Au-delà du cas de l’Ukraine, apparemment vouée à osciller entre Est et Ouest, il faut revenir sur l’Union eurasienne, une idée-force qui résume les conceptions géopolitiques russes et mobilise les efforts de Poutine. C’est avec emphase qu’il présente ce projet dans un article annonçant sa candidature à un troisième mandat présidentiel (cf. les Izvestia, 3 octobre 2011). Les perspectives dressées sont futuristes, l’Union eurasienne représentant, selon le président russe, un pont économique et logistique entre l’Europe et l’Asie (la revanche de la voie ferrée sur les routes maritimes ?). Pratiquement, il s’agit d’élargir l’Union douanière Russie-Biélorussie-Kazakhstan à d’autres républiques post-soviétiques (Ukraine, Moldavie, Géorgie, Arménie, Kirghizistan). Certes, on peut voir dans ce « réunionisme » un laborieux projet de nature technocratique, inspiré de la CEE, avec des objectifs très pragmatiques.
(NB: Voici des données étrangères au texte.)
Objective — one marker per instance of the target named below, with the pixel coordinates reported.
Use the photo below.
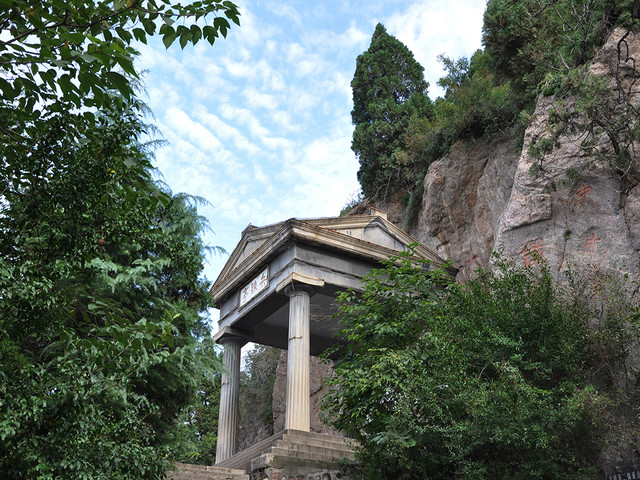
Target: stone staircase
(298, 448)
(291, 451)
(186, 471)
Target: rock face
(569, 207)
(319, 370)
(465, 195)
(484, 197)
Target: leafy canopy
(101, 303)
(59, 55)
(507, 377)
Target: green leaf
(8, 91)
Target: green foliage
(388, 90)
(256, 394)
(474, 105)
(100, 305)
(101, 300)
(58, 56)
(511, 376)
(197, 430)
(355, 200)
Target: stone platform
(287, 454)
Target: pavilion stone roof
(370, 236)
(328, 254)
Pourtant, en dépit de l’importance des flux commerciaux – l’Ukraine réalise 38% de ses exportations vers la Russie (30% vers l’UE) –, les pressions de Moscou montrent que les tenants et aboutissants de l’affaire ne sont pas économiques. Si tel était le cas, nul besoin d’une pleine participation de l’Ukraine, admise auprès de l’Union douanière comme observateur (mai 2013), d’autant plus que Kiev pourrait être un facteur de blocage, les décisions s’y prenant par consensus. De part en part, le projet de Poutine est géopolitique : l’Union douanière prépare l’Union eurasienne (2015) ; celle-ci doit institutionnaliser la domination russe sur l’« étranger proche ». C’est là un projet de puissance brut, sans arrière-plan métaphysique (quel rapport entre la pensée slave-orthodoxe et le Kazakhstan ?).

PanEurope

Assurément, la question ukrainienne et le Partenariat oriental recèlent d’importants enjeux géopolitiques. Si les pays concernés confirment bel et bien leur volonté de se tourner vers l’Occident, la conclusion d’accords d’association et de libre-échange s’impose ; la Géorgie et la Moldavie, sont plus particulièrement pressenties. Pourtant, voir dans le Partenariat oriental un simple dispositif de contention de la Russie serait erroné, le projet de puissance de cette dernière sous-estimant par ailleurs la volonté d’indépendance des partenaires post-soviétiques : leurs dirigeants ne sont pas enclins à se laisser transformer en gouverneurs de provinces russes.

Du point de vue de l’UE et de ses États membres, l’enjeu principal est d’élaborer une grande politique orientale, irréductible à une stratégie de pré-adhésion, de promouvoir la liberté, la paix et le marché dans un vaste système de coopération géopolitique, depuis l’Atlantique-Nord jusque dans les profondeurs du Continent : un ensemble paneuropéen, un et multiple, avec différents niveaux d’intégration, tenant compte des situations concrètes et de la « capacité d’absorption » de l’UE. Telle est la philosophie implicite du Partenariat oriental. L’heure est venue de redécouvrir Richard Coudenhove-Kalergi, sa pensée visionnaire et son vigoureux PanEurope, publié en 1923.